Lung cancer is the commonest cause of cancer death in developed countries and throughout the world. Worldwide, the estimated number of new lung cancer cases in 2002 is 1.2 million (12.3% of all new cancer cases). Over 90% of these new cases will die as a result of the disease [
1]. The death rate for lung cancer exceeds the combined total for breast, prostate and colon cancer in developed countries [
1]. Cigarette smoking is the main risk factor for lung cancer, accounting for about 90% of cases in men and 70–85% of cases in women [
2]. Genetic risk factors contribute to an individual's susceptibility to lung cancer, which is illustrated by the fact that about 16% of long-term smokers will develop lung cancer [
3]. Unfortunately, no effective clinical tests are available for early detection of lung cancer. Smoking cessation programs are critical, but ex-smokers continue to have a higher risk to develop lung cancer. Even more than 40 years after cessation compared with never-smokers [
4]. These days ex-smokers comprise almost 50% of all new lung cancer cases in developed countries, indicating a strong need for a search for new means of early diagnosis in lung cancer and chemoprevention in this high-risk group (4). Nevertheless, an important issue for these approaches is the appropriate selection of an optimal high-risk population.
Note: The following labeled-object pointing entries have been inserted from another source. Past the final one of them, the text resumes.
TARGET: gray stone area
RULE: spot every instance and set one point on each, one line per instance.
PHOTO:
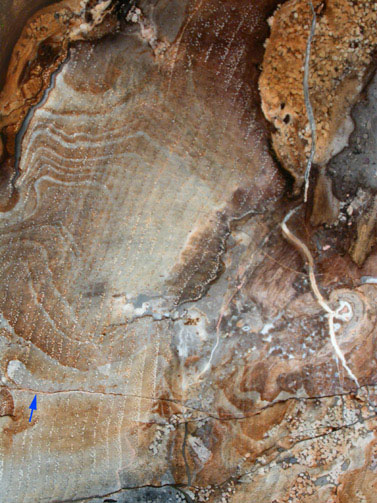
(356, 166)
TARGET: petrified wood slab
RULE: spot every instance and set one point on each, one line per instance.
(149, 299)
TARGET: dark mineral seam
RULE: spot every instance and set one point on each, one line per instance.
(208, 414)
(123, 489)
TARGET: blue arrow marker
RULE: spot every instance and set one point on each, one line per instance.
(33, 407)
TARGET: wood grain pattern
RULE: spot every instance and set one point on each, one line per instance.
(148, 297)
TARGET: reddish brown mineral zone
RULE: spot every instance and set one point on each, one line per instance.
(148, 297)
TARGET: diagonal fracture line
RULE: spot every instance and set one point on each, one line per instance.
(309, 109)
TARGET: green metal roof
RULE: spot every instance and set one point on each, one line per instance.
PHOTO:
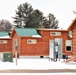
(27, 31)
(3, 34)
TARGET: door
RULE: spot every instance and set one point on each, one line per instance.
(51, 55)
(16, 44)
(59, 41)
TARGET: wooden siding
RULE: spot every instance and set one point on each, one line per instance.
(42, 46)
(74, 38)
(6, 47)
(15, 36)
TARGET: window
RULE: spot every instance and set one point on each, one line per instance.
(68, 45)
(31, 41)
(3, 41)
(55, 33)
(16, 44)
(70, 34)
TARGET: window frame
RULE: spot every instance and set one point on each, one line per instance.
(56, 33)
(32, 41)
(69, 45)
(3, 41)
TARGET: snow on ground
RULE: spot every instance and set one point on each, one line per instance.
(36, 64)
(38, 73)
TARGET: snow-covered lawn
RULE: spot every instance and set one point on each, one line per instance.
(36, 64)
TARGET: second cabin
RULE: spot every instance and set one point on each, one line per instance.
(42, 42)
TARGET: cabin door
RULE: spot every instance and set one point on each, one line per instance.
(59, 42)
(52, 50)
(16, 44)
(56, 46)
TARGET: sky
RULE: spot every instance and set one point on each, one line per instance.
(62, 9)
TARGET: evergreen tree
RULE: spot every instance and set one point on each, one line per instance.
(27, 17)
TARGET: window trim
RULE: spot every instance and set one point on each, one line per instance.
(55, 33)
(71, 46)
(32, 40)
(3, 42)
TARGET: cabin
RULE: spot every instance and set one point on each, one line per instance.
(5, 42)
(42, 42)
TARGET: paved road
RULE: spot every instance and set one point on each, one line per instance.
(40, 71)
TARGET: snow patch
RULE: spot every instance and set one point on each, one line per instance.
(5, 37)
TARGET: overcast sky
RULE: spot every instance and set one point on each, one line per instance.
(62, 9)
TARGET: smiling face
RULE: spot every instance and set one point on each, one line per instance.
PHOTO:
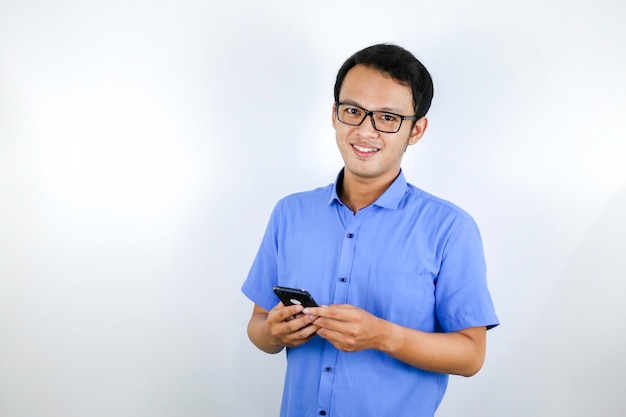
(371, 156)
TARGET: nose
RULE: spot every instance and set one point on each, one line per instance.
(369, 126)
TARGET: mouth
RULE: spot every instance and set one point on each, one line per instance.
(364, 150)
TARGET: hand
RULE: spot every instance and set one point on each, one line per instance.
(289, 326)
(348, 328)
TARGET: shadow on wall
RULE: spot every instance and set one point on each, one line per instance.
(580, 340)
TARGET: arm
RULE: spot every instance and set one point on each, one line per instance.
(282, 326)
(352, 329)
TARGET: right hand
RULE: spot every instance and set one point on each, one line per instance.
(289, 326)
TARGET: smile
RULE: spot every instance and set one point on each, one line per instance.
(364, 149)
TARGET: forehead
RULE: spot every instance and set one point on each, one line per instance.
(375, 90)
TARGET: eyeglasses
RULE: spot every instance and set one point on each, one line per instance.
(382, 121)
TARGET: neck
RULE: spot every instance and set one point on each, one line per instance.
(357, 192)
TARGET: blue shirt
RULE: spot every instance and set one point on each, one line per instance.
(410, 258)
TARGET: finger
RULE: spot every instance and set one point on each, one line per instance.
(280, 313)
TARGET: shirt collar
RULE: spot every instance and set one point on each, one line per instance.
(390, 199)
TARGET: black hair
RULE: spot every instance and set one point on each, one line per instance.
(400, 64)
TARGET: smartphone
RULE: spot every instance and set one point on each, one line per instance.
(291, 296)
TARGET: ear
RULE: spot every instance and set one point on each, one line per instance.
(418, 130)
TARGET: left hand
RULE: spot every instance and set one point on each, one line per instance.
(348, 328)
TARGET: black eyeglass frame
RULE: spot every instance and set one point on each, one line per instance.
(371, 114)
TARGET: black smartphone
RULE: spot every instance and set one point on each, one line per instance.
(290, 296)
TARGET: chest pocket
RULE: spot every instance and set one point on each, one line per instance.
(399, 297)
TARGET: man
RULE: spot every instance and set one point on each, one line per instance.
(399, 274)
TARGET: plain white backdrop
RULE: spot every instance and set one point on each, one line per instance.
(143, 145)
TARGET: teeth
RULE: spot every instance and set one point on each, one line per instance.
(362, 149)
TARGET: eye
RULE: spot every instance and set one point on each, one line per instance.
(352, 111)
(388, 118)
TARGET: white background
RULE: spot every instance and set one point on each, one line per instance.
(143, 145)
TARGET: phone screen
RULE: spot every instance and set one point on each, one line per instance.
(291, 296)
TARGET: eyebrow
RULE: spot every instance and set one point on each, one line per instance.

Long-term carcinogenic exposure (cigarettes smoke) is characterized by genetic alteration and diffuse injury of the airways surface [
5]. These changes in epithelium can give rise to cancer at multiple points, for that reason named field cancerization. Genetic changes detected in premalignant lesions or malignant in one region of the field, translate into an increased risk of cancer development throughout the entire field. Therefore, it can be concluded that cigarettes smoking may induce field cancerization whereas cancer in non-smokers is clonally derived, i.e. by single cell transformed is the ancestor of all cells that compose the neoplasm [
6-
8].
The consequence of this is that the non-cancerous tissue in non-smoker patient with primary lung cancer should not show any alteration compared to normal, whereas in smokers due to field cancerization morphological and genetic alteration may possibly be observed. Probably, this genetic alteration in smokers could serve for early detection of lung cancer.
Identification of individuals at greatest risk of developing lung cancer could enhance the efficacy of intervention modalities, thereby greatly reducing mortality from this disease. One strategy for identifying these people is to establish molecular markers that reflect the severity of their cancerization field.
Microarray can simultaneously measure the expression of thousands of mRNAs. They are used in many biological fields and in different species. This high-throughput technique can be used to predict the function of unknown genes, in medical diagnostics, in biomarker discovery, to infer networks from the regulatory interactions between genes, and to investigate the mechanisms by which a drug, disease, mutation and environmental condition affects gene expression and cell function. Large datasets are produced, particularly from whole-genome arrays, and public databases hold substantial quantities of gene-expression information [
9,
10].
Adenocarcinoma (AC) is becoming the most common form of lung cancer. It has increased relative to other histological types of lung cancer over the last several decades [
11-
14].
These observations lead us to investigate the gene expression in non-involved lungs from patients with adenocarcinoma and compare it to gene expression in non-involved lung tissue from non-smokers. We used the U133A GeneChip array (Affymetrix, Santa Clara, CA), GeneSpring analysis software and the Ingenuity Pathway Analysis software.